GokuMohandas / Made-With-ML

Learn how to design, develop, deploy and iterate on production-grade ML applications.
https://madewithml.com
MIT License
37.03k stars 5.87k forks source link

trainer.fit() Object Memory Error in Local Machine #253

Open satyamnyati opened 7 months ago

satyamnyati commented 7 months ago

I run out of memory in trainer.fit(), I have 8gb RAM and i7 8th gen 12 core CPU. I also see error in trainer.fit(). Is there any way to reduce the load on RAM or will I need another RAM to be able to run this.

totovivi commented 6 months ago

These changes helped me:

But I am surprised that I had to do these changes, given my computer's characteristics

satyamnyati commented 6 months ago

Yes, I changed the batch size and I could get it to run on ubuntu. However in windows I couldn't run it even with these changes. The path manipulations are causing some problems.

capmichal commented 6 months ago

Same issue here, on both laptops (powerfull Dell XPS 15, and weaker HP from work). After using num_workers=1 and batch_size=32 I could run just fine, it took about 30 minutes to train model.

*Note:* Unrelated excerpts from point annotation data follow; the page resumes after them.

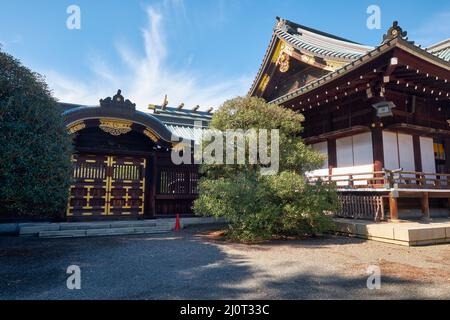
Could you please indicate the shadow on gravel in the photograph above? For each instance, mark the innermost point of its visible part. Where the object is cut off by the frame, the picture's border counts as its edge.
(171, 266)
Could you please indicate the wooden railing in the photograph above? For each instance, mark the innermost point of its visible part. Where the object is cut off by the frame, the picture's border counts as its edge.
(386, 179)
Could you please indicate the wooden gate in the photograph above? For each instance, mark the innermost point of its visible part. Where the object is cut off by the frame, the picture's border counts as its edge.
(107, 186)
(365, 207)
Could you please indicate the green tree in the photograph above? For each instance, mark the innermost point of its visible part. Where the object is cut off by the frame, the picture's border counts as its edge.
(35, 149)
(261, 206)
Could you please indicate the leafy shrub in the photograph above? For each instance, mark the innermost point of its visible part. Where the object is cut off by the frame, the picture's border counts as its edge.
(35, 149)
(258, 206)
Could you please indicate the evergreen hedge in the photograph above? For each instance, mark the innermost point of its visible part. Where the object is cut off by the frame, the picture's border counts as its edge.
(35, 149)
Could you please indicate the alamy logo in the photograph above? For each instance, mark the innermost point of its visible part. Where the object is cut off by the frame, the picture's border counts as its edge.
(73, 21)
(74, 280)
(374, 280)
(374, 19)
(232, 147)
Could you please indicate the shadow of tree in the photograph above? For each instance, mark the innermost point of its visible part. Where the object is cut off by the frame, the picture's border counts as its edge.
(173, 266)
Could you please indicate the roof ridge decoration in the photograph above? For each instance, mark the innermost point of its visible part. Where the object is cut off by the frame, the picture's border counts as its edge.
(395, 32)
(117, 101)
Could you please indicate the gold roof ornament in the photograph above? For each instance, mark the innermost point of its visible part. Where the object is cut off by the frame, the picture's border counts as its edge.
(165, 102)
(395, 32)
(115, 127)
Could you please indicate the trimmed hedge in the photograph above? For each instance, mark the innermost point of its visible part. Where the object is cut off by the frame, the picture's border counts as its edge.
(35, 149)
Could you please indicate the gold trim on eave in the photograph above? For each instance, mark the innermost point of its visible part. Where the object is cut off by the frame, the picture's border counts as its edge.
(115, 127)
(151, 135)
(77, 126)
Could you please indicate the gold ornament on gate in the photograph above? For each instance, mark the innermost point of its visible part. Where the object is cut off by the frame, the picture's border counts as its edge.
(115, 127)
(76, 127)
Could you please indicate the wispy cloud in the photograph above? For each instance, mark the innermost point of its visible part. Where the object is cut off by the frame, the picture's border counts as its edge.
(149, 76)
(433, 31)
(15, 39)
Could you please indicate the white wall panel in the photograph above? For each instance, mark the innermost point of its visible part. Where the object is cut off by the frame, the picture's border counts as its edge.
(344, 152)
(362, 149)
(406, 152)
(427, 155)
(390, 150)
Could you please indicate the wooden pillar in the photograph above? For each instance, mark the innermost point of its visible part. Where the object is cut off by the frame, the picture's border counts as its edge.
(425, 206)
(393, 207)
(447, 155)
(417, 153)
(448, 201)
(332, 155)
(377, 147)
(154, 185)
(378, 152)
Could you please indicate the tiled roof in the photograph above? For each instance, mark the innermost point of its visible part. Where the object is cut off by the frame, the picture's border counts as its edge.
(184, 123)
(360, 62)
(441, 50)
(319, 43)
(315, 42)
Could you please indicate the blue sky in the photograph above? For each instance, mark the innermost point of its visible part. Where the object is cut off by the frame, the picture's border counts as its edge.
(196, 51)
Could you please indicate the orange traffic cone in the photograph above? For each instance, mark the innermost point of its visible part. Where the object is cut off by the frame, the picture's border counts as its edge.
(177, 223)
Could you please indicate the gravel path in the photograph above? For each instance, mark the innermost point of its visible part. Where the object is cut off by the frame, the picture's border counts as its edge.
(190, 265)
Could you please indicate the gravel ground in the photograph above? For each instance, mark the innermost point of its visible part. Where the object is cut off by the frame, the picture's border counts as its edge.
(192, 265)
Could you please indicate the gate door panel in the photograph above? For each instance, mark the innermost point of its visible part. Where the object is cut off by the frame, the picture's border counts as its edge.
(88, 192)
(127, 186)
(107, 186)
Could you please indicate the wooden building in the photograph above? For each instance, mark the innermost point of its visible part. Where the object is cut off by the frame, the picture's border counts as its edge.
(122, 162)
(380, 115)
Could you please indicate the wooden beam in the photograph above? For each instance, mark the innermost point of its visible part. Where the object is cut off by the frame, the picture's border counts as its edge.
(393, 207)
(332, 155)
(417, 153)
(425, 206)
(377, 147)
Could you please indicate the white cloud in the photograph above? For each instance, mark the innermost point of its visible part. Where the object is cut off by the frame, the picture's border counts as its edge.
(149, 76)
(433, 31)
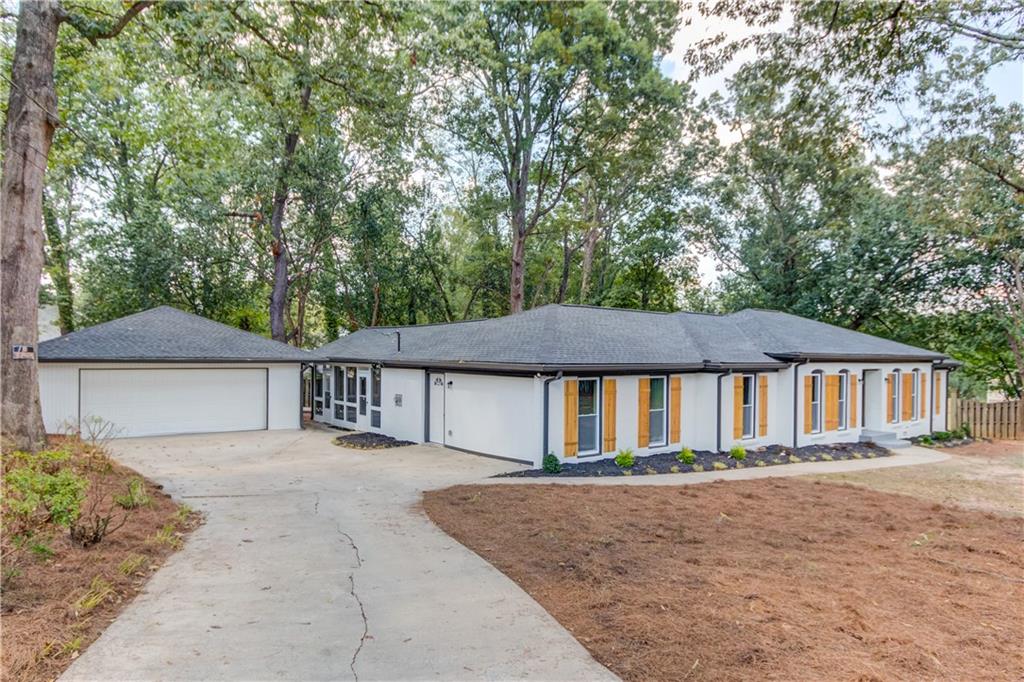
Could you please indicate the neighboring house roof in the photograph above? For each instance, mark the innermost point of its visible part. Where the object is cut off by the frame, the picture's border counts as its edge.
(573, 337)
(167, 335)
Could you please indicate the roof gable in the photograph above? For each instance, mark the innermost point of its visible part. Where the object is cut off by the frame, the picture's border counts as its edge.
(166, 334)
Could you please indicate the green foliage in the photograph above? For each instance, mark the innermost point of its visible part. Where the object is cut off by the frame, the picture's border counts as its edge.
(625, 458)
(135, 496)
(552, 463)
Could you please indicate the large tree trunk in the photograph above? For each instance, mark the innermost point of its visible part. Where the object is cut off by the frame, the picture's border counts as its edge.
(58, 266)
(28, 133)
(279, 291)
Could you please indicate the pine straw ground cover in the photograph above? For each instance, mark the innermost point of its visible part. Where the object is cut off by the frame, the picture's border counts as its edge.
(775, 579)
(58, 597)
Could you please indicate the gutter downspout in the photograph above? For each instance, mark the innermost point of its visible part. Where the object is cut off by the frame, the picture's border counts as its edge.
(718, 412)
(547, 401)
(796, 385)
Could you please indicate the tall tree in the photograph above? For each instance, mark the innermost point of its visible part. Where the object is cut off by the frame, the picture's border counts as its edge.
(32, 118)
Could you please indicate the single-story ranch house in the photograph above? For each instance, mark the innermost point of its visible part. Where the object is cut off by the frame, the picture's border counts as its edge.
(586, 382)
(164, 371)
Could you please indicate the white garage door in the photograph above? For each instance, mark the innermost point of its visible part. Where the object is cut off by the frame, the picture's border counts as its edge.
(174, 400)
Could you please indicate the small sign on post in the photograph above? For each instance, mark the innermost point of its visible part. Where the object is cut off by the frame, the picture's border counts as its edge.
(22, 351)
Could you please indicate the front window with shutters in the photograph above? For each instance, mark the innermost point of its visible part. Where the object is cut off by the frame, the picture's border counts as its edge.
(749, 405)
(816, 379)
(588, 402)
(656, 412)
(842, 399)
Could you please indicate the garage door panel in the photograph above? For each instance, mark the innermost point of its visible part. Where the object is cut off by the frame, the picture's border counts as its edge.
(156, 401)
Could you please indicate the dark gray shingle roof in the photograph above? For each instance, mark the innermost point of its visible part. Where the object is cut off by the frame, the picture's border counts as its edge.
(166, 334)
(567, 336)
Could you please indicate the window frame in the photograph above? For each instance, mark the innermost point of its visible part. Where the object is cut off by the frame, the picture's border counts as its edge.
(843, 401)
(664, 410)
(817, 387)
(753, 406)
(896, 377)
(596, 415)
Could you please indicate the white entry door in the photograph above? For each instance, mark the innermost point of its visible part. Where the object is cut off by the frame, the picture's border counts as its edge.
(161, 401)
(437, 408)
(363, 402)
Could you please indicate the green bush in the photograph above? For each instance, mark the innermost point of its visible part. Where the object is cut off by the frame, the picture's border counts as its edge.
(551, 463)
(135, 497)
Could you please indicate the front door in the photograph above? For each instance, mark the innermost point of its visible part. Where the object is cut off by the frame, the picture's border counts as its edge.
(437, 408)
(363, 417)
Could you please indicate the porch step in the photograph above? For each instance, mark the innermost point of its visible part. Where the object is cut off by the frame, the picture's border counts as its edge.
(884, 438)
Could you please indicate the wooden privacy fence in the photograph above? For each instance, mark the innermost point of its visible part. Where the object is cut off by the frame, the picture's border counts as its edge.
(987, 420)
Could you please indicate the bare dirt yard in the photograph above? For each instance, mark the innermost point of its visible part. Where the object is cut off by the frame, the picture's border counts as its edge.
(59, 593)
(777, 579)
(987, 475)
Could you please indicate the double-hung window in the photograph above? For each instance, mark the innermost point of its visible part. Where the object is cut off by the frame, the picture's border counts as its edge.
(844, 386)
(915, 394)
(816, 379)
(588, 420)
(656, 413)
(749, 405)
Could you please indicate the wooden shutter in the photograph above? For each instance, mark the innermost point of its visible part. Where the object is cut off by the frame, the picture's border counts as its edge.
(808, 389)
(609, 415)
(853, 401)
(737, 407)
(890, 387)
(832, 402)
(643, 414)
(763, 405)
(676, 409)
(906, 410)
(571, 412)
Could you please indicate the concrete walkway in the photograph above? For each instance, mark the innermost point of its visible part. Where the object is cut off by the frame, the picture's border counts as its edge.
(904, 457)
(315, 563)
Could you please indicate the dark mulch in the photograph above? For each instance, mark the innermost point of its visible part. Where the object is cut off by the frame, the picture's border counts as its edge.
(370, 441)
(706, 460)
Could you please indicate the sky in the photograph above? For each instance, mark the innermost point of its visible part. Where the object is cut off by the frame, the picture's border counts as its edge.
(1006, 81)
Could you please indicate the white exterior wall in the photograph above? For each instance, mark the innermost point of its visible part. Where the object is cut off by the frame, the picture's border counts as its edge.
(494, 415)
(404, 422)
(58, 388)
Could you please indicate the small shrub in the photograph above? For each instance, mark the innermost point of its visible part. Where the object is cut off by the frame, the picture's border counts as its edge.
(551, 464)
(135, 497)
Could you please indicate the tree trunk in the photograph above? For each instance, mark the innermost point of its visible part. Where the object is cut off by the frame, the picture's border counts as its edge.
(279, 291)
(58, 267)
(28, 133)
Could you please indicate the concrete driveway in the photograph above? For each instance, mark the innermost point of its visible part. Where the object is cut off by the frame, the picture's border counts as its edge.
(315, 563)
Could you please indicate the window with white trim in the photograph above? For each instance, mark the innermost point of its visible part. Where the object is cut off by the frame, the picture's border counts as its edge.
(588, 416)
(843, 399)
(656, 412)
(816, 380)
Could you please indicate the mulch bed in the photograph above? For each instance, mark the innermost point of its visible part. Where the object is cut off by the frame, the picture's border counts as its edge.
(706, 460)
(777, 579)
(55, 606)
(366, 440)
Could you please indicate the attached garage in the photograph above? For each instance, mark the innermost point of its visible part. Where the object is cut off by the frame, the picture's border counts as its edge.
(166, 372)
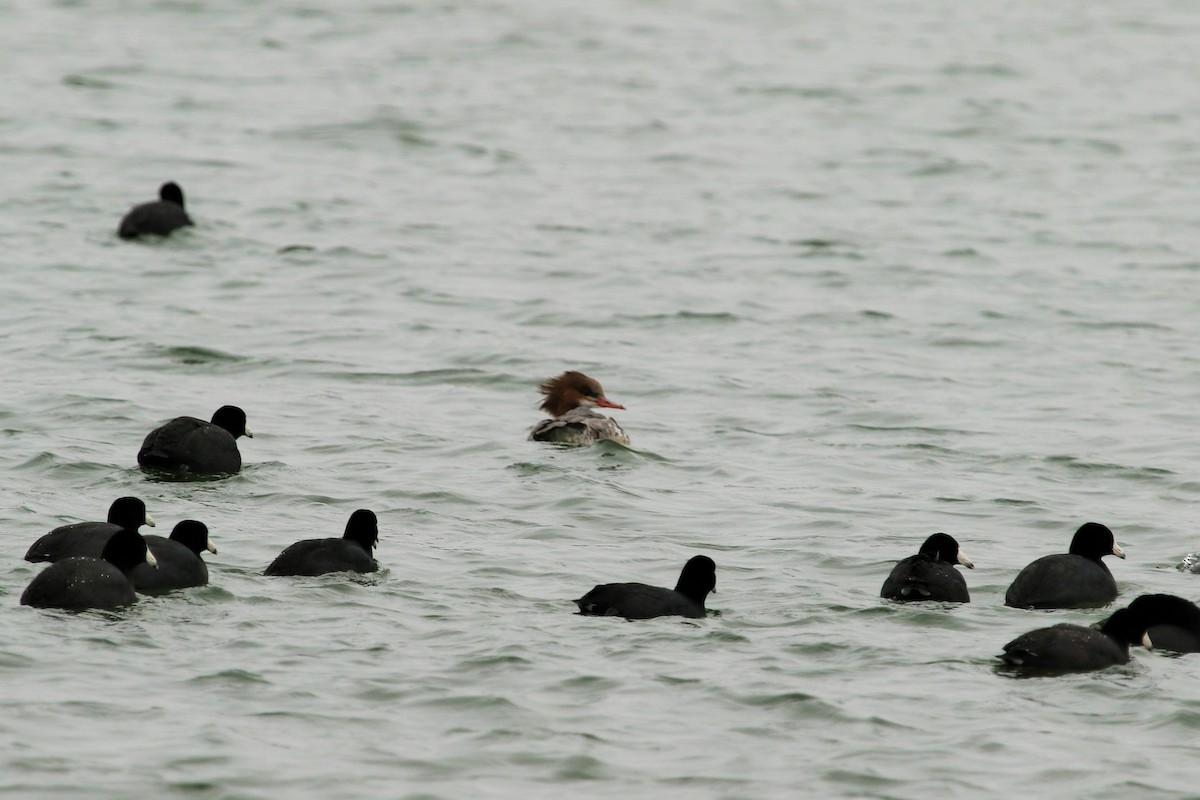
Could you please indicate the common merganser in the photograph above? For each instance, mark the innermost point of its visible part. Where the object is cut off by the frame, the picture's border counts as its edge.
(569, 401)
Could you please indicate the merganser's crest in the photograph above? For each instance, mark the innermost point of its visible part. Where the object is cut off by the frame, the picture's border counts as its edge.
(569, 400)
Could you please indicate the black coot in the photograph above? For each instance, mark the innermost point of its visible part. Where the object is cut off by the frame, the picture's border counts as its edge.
(179, 559)
(640, 601)
(159, 217)
(88, 539)
(351, 553)
(930, 573)
(1169, 623)
(1073, 579)
(82, 583)
(187, 446)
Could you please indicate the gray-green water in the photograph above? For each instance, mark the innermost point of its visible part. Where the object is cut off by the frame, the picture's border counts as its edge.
(858, 271)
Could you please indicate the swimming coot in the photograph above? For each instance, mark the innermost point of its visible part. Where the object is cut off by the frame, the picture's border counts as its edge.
(1073, 579)
(1073, 648)
(640, 601)
(159, 217)
(930, 573)
(187, 446)
(88, 539)
(179, 563)
(82, 583)
(351, 553)
(1168, 623)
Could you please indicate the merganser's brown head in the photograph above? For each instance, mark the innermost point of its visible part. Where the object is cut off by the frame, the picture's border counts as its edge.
(571, 390)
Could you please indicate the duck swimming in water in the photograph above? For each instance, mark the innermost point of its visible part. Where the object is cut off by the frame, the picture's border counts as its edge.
(569, 400)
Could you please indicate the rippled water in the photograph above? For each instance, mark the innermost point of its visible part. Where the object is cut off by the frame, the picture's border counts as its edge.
(858, 271)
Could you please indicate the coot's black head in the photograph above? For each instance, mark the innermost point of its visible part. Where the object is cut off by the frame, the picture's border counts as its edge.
(1125, 626)
(1095, 541)
(1165, 609)
(129, 512)
(125, 549)
(172, 193)
(943, 547)
(193, 535)
(232, 419)
(363, 529)
(699, 578)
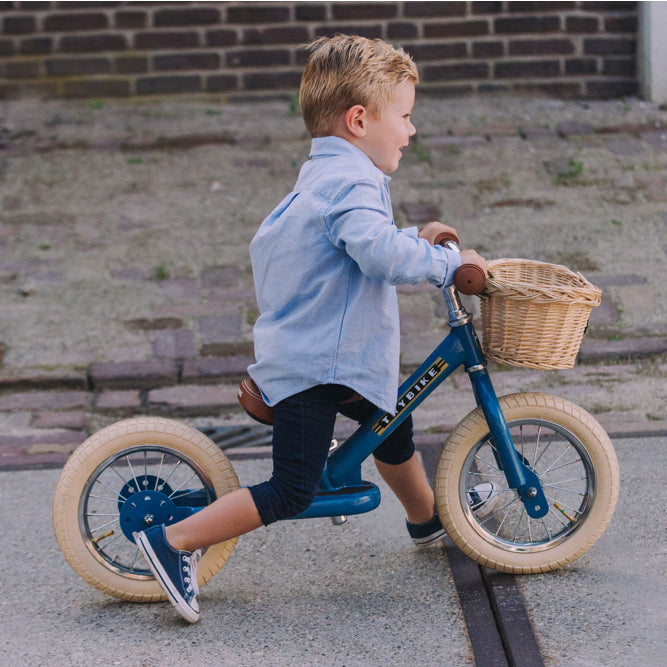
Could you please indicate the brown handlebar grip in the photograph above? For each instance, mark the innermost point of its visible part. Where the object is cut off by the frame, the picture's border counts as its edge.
(469, 279)
(443, 237)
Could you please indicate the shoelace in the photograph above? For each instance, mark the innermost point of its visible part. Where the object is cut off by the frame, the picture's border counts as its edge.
(190, 568)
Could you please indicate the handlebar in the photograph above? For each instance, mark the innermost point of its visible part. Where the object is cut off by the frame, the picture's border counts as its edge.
(468, 278)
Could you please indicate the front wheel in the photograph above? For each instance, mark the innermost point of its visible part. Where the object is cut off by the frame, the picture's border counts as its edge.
(577, 467)
(125, 478)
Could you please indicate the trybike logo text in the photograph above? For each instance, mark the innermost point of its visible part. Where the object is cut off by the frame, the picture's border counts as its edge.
(409, 396)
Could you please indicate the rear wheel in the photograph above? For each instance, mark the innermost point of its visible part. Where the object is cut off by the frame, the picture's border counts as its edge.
(577, 467)
(127, 477)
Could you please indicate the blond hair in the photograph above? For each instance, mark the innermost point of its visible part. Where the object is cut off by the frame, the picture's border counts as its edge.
(346, 70)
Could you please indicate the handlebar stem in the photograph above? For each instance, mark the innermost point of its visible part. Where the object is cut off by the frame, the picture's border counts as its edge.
(458, 315)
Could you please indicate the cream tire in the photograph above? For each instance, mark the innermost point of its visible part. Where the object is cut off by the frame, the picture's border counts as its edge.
(90, 494)
(577, 466)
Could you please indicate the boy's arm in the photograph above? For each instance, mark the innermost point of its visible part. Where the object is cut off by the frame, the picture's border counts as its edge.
(358, 223)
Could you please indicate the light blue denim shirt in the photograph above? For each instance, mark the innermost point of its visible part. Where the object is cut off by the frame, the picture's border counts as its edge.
(325, 263)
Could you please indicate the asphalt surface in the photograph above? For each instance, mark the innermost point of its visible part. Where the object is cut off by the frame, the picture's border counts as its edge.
(359, 594)
(126, 289)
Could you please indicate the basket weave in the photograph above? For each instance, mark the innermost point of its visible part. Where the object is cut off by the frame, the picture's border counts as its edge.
(534, 314)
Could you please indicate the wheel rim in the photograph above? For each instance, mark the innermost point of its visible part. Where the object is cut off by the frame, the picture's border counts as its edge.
(132, 490)
(566, 473)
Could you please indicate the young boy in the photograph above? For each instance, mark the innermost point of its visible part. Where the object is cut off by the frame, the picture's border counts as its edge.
(325, 265)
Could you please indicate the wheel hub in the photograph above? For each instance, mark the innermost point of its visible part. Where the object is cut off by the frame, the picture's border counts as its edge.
(145, 506)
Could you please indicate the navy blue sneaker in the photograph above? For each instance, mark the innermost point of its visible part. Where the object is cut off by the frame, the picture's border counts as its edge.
(175, 571)
(425, 534)
(481, 499)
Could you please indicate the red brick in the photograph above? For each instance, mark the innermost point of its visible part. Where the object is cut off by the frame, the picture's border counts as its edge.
(456, 29)
(539, 6)
(221, 83)
(611, 89)
(96, 88)
(92, 43)
(306, 12)
(18, 25)
(619, 67)
(601, 46)
(581, 24)
(73, 66)
(23, 70)
(621, 24)
(186, 61)
(131, 65)
(186, 16)
(272, 80)
(130, 19)
(531, 47)
(74, 22)
(480, 7)
(276, 35)
(258, 58)
(488, 49)
(36, 45)
(370, 31)
(402, 30)
(159, 85)
(222, 38)
(581, 66)
(363, 10)
(528, 68)
(435, 73)
(418, 9)
(526, 24)
(251, 13)
(166, 40)
(421, 52)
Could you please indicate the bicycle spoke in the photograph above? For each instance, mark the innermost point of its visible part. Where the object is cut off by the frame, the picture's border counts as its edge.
(159, 472)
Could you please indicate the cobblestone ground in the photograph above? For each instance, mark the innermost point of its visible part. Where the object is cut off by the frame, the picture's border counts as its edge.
(125, 278)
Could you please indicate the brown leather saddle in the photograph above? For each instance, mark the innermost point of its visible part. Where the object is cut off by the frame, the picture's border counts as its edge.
(252, 401)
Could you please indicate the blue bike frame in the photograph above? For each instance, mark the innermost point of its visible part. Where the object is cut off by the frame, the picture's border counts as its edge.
(344, 492)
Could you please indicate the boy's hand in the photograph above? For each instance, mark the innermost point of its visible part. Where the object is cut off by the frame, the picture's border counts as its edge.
(432, 230)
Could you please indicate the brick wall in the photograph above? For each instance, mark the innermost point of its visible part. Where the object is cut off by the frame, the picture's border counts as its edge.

If I work on a single machine, does the num_workers affect this OOM problem, or all i have to do is manipulate batch_size variable ? Does changing to 2 workers allow me to use larger batch size? Or does my computer(each core) just cannot handle more that batch_size=32 ?

Would love to get explanation about how does num_workers, resources_per_worker and batch_size relate to my RAM.

In Addition: Using GPU on my Dell solves this issue, and trains model in a minute, but i am interested in using only CPU. While running the whole setup my computer RAM usage is about 70% which leaves about 4/5GB of RAM for training, it is simply not enough, so any configuration (if not using GPU) wont allow my to easily train?

Koowah commented 4 months ago

@capmichal @totovivi I had the same reactions and questions.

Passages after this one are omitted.